On the other hand, I can easily imagine the generals leaking to the NYT the “fact” that they just can’t control this rogue crazy woman in the Planning Ministry, so don’t blame them for what’s happening, blame her. But again, I’m not there; I’m going on experience and instinct, and could be wrong.
This press release from EIPR is typical of many human rights groups attitude towards Tantawi’s semi-abrogation of the Emergency Law last week:
EIPR Urges People’s Assembly to Immediately Vote to End the State of Emergency
In a letter Sent to MPs and Parliamentary Bodies: Field Marshal Tantawi’s Declaration Excepting Crimes of Thuggery is a Perpetuation of the Repressive Practices of the Mubarak State
The Egyptian Initiative for Personal Rights (EIPR) sent a letter this morning to the heads of all political parties’ parliamentary bodies, as well as several independent MPs, urging them to immediately and decisively engage with Field Marshal Tantawi’s decision to “end the State of Emergency all over the Republic except when confronting crimes of thuggery.” The EIPR believes this is a perpetuation of the repressive practices of the Mubarak regime and compared Tantawi’s declaration excepting thuggery to Mubarak’s declaration excepting crimes of terrorism and drug trafficking when he extended the State of Emergency in May 2010.
To continue click here.
Do read the letter, which details more steps parliament should take, including reviewing other SCAF decrees and the penal code. Not unrelated, EIPR’s director (and an old, old friend of mine) Hossam Bahgat remarks to the AP that parliament has a duty to assume its legislative powers and review decrees issued by SCAF:
Many lawmakers and activists have already demanded that parliament review other military decrees issued since the generals took power last February, including a law banning public protest and strikes, as well as a decision to only partially lift of the hated Mubarak-era emergency laws.

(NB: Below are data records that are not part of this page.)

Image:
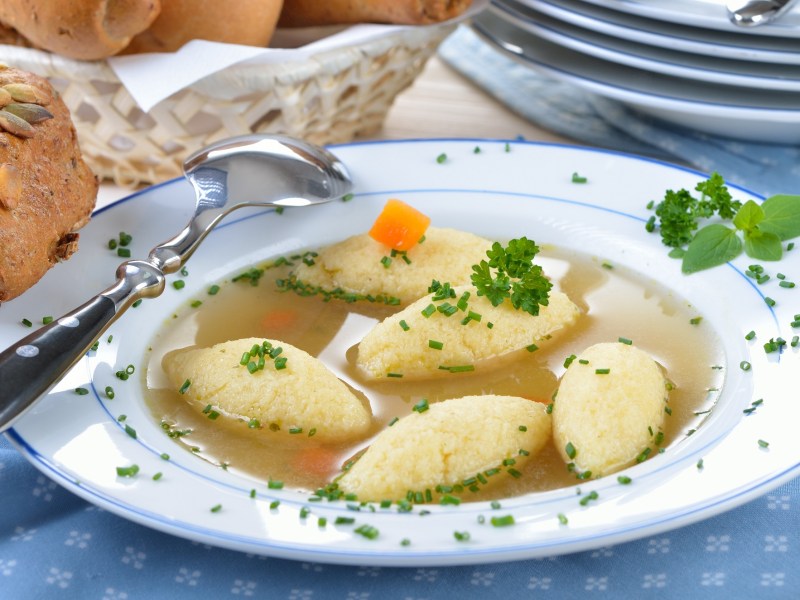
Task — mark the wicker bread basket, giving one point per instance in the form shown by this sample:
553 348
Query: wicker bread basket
332 97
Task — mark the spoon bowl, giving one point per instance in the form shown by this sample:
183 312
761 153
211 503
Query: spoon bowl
252 170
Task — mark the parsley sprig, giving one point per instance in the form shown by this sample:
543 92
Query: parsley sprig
511 274
758 229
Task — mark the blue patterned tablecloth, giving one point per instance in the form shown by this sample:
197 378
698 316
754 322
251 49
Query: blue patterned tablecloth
55 545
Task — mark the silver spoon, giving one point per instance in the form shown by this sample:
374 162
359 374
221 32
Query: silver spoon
751 13
252 170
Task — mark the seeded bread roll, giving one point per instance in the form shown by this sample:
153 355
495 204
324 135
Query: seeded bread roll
306 13
46 190
83 29
248 22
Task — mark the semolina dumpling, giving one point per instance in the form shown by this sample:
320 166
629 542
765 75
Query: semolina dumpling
451 441
414 346
355 266
298 392
611 403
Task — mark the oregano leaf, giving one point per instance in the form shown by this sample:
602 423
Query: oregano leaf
763 245
713 245
748 216
781 216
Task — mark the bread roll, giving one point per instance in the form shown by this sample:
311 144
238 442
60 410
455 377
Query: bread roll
46 190
84 29
248 22
304 13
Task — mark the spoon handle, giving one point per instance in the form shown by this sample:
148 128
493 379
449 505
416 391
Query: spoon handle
34 364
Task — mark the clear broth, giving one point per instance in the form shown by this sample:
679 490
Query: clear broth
615 302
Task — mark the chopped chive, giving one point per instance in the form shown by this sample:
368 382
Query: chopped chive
368 531
570 450
458 368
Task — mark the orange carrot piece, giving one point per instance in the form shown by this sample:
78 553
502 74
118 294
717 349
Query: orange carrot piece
399 225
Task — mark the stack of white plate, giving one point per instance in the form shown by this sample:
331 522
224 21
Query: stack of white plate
682 61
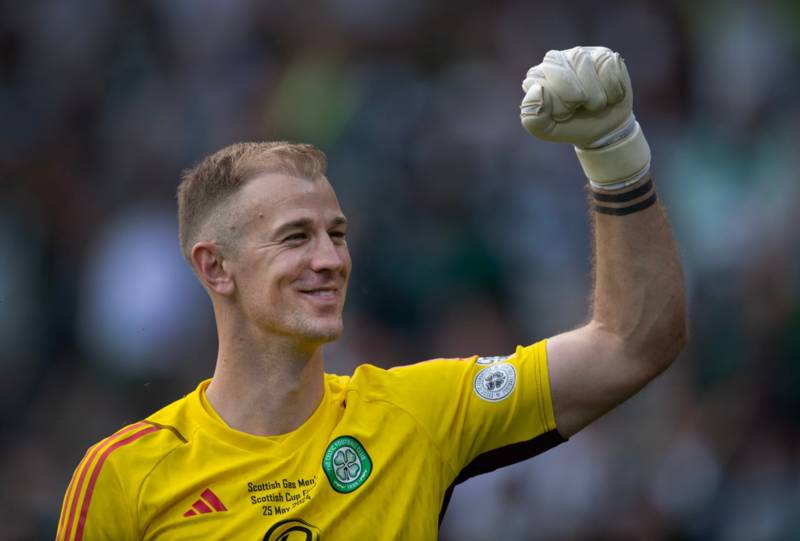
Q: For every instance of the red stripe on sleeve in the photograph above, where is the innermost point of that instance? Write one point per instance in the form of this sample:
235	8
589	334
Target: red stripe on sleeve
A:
96	474
211	498
87	464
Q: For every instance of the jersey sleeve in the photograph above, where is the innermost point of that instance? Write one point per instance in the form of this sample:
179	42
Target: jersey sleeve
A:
97	505
482	412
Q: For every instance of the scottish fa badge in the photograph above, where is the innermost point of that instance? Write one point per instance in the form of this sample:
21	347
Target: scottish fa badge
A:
495	382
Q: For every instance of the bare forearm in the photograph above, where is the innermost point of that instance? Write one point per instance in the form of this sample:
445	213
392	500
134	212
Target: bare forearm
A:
639	294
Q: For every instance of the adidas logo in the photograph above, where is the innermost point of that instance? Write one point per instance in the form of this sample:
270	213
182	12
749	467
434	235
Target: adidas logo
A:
208	503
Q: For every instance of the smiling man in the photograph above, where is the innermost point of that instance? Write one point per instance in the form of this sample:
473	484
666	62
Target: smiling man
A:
274	448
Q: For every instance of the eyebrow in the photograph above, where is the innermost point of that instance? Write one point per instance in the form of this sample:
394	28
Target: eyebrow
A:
305	222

The largely secular and urban activist groups want an immediate end to military rule, and have called for the army to return to its barracks before a constitution be written and a president elected.

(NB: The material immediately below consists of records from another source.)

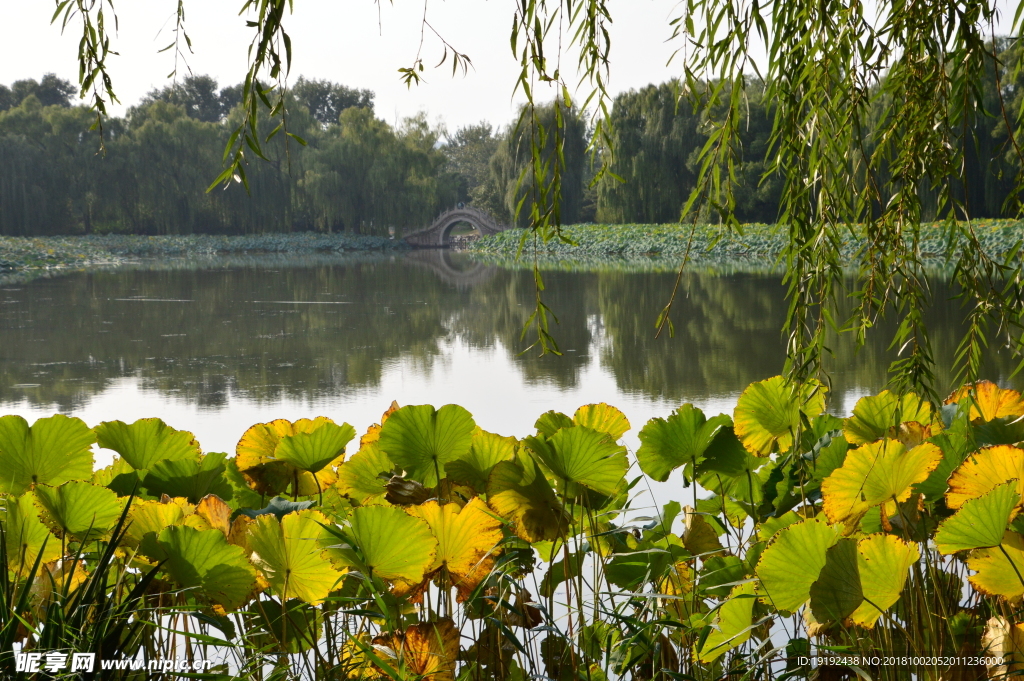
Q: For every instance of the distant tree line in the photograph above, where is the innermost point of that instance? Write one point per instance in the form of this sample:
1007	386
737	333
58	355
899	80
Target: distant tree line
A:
358	173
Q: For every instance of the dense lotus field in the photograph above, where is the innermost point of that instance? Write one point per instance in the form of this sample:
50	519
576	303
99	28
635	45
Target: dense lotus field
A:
713	244
35	252
431	550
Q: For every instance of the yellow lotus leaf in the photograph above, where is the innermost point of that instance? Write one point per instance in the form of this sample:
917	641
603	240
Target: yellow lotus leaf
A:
289	552
880	473
983	471
999	568
1005	641
884	562
603	418
989	401
466	541
429	649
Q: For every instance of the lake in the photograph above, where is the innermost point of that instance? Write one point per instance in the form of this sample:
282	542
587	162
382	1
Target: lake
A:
215	345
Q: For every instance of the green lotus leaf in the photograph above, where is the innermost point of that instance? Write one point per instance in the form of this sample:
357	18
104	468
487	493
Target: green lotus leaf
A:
314	451
359	476
82	510
486	452
679	440
26	535
53	451
583	456
295	629
732	625
393	545
192	478
422	440
603	418
551	422
793	561
518	492
211	569
980	522
146	441
884	562
875	415
769	413
290	553
837	592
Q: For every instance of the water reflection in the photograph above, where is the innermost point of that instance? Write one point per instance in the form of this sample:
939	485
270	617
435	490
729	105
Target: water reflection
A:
261	330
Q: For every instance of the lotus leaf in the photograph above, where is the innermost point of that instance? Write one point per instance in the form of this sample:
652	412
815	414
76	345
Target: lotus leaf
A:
769	413
467	542
980	522
359	477
193	478
26	535
146	441
732	625
876	415
551	422
884	562
394	545
203	562
793	561
519	493
999	568
82	510
581	456
603	418
290	554
680	439
53	451
422	440
312	452
486	452
988	401
983	471
429	649
880	473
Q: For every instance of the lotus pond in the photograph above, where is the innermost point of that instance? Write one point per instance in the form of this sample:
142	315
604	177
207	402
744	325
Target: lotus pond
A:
428	548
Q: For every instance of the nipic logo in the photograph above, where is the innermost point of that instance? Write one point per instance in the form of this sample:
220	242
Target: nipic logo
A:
86	662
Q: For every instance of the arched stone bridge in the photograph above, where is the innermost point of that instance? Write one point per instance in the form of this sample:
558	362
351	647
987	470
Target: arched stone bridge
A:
436	236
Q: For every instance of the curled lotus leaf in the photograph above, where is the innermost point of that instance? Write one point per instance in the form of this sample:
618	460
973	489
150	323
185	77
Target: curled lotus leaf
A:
875	416
394	545
26	535
983	471
603	418
999	568
769	412
360	476
486	451
207	566
679	440
880	473
145	441
52	451
582	456
467	541
793	561
980	522
988	401
422	440
732	624
79	509
518	493
429	649
290	553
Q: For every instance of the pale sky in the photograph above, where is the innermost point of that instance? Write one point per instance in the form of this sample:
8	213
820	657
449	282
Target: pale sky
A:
342	41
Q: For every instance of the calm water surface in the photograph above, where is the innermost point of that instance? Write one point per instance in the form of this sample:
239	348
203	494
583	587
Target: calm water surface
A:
215	346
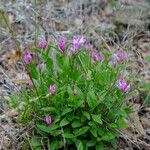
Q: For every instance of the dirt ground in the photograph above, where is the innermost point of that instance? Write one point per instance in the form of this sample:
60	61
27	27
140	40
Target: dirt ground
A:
110	24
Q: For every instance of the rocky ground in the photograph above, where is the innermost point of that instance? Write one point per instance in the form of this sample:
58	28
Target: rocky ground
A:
122	24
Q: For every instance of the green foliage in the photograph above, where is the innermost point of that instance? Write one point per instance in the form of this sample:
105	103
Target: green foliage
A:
87	107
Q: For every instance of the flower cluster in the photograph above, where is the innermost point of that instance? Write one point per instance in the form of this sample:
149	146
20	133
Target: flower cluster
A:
62	45
123	86
28	58
52	89
77	42
42	44
97	56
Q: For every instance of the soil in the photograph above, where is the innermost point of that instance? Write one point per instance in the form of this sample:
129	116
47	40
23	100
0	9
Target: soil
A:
122	24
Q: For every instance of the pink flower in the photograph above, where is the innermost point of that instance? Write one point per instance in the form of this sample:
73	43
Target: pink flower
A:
40	66
101	57
77	42
122	55
62	45
48	120
123	86
30	82
88	46
42	44
27	58
95	55
52	89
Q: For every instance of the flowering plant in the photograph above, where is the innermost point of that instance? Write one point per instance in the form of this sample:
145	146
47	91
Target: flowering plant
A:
76	99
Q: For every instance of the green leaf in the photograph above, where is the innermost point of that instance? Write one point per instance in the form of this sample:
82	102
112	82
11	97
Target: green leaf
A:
53	145
107	137
81	131
69	135
94	132
92	100
97	118
64	122
86	114
49	109
100	146
43	128
79	145
91	143
65	111
76	123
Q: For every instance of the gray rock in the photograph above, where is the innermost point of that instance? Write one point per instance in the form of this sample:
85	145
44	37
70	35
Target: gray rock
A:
134	14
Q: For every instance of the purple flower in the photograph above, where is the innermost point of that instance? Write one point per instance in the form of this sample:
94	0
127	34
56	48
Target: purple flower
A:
77	42
42	44
123	86
30	82
52	89
95	55
62	45
88	46
27	58
122	55
48	120
40	66
101	57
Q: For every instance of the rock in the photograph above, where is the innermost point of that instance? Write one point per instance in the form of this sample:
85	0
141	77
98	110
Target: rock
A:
134	14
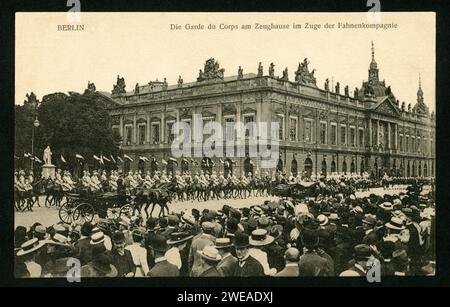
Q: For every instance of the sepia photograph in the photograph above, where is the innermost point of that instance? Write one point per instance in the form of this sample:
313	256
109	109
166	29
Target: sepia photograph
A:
235	145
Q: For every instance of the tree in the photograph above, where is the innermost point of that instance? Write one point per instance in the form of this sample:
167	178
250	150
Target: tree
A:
24	118
76	124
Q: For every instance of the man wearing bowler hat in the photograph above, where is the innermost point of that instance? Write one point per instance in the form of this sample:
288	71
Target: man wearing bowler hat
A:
292	256
210	257
362	254
120	257
178	253
162	267
311	264
228	264
248	266
206	238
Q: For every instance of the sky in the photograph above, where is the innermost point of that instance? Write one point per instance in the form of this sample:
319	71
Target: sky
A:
141	47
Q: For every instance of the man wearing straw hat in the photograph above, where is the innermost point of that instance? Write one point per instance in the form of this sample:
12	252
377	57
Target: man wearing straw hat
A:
177	254
228	264
248	266
258	240
162	267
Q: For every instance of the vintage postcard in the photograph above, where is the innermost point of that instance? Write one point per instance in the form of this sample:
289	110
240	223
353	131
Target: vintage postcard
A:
224	145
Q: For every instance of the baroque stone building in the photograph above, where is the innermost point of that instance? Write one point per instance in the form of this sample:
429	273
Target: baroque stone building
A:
322	130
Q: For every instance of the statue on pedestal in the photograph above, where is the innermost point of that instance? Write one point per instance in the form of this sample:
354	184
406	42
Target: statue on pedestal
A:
47	156
272	70
327	84
260	70
240	73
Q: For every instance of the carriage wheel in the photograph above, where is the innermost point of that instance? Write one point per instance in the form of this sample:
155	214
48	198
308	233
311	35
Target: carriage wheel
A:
84	213
126	210
66	213
113	212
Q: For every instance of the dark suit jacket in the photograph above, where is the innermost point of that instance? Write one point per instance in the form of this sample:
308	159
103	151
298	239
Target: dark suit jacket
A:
311	264
275	256
251	268
211	272
289	271
371	238
228	266
83	250
164	269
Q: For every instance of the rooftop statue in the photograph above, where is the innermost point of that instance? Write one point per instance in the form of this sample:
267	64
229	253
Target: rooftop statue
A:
303	75
260	70
119	87
272	70
211	71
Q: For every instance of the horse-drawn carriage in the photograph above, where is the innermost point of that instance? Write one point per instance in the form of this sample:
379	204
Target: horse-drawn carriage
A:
83	206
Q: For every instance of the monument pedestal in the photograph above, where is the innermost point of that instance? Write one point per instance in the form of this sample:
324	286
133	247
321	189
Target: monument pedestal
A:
48	171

“It is primarily a challenge for the (Brotherhood) majority,” said Hossam Bahgat, a human rights lawyer. “If the Brotherhood wants to send a message to its constituency and the public at large they are now an independent and effective legislature, they have no choice but to reopen (discussion) of these decrees.”
That’s the outline of one of the political meta-struggles between parliament and SCAF over the next few months.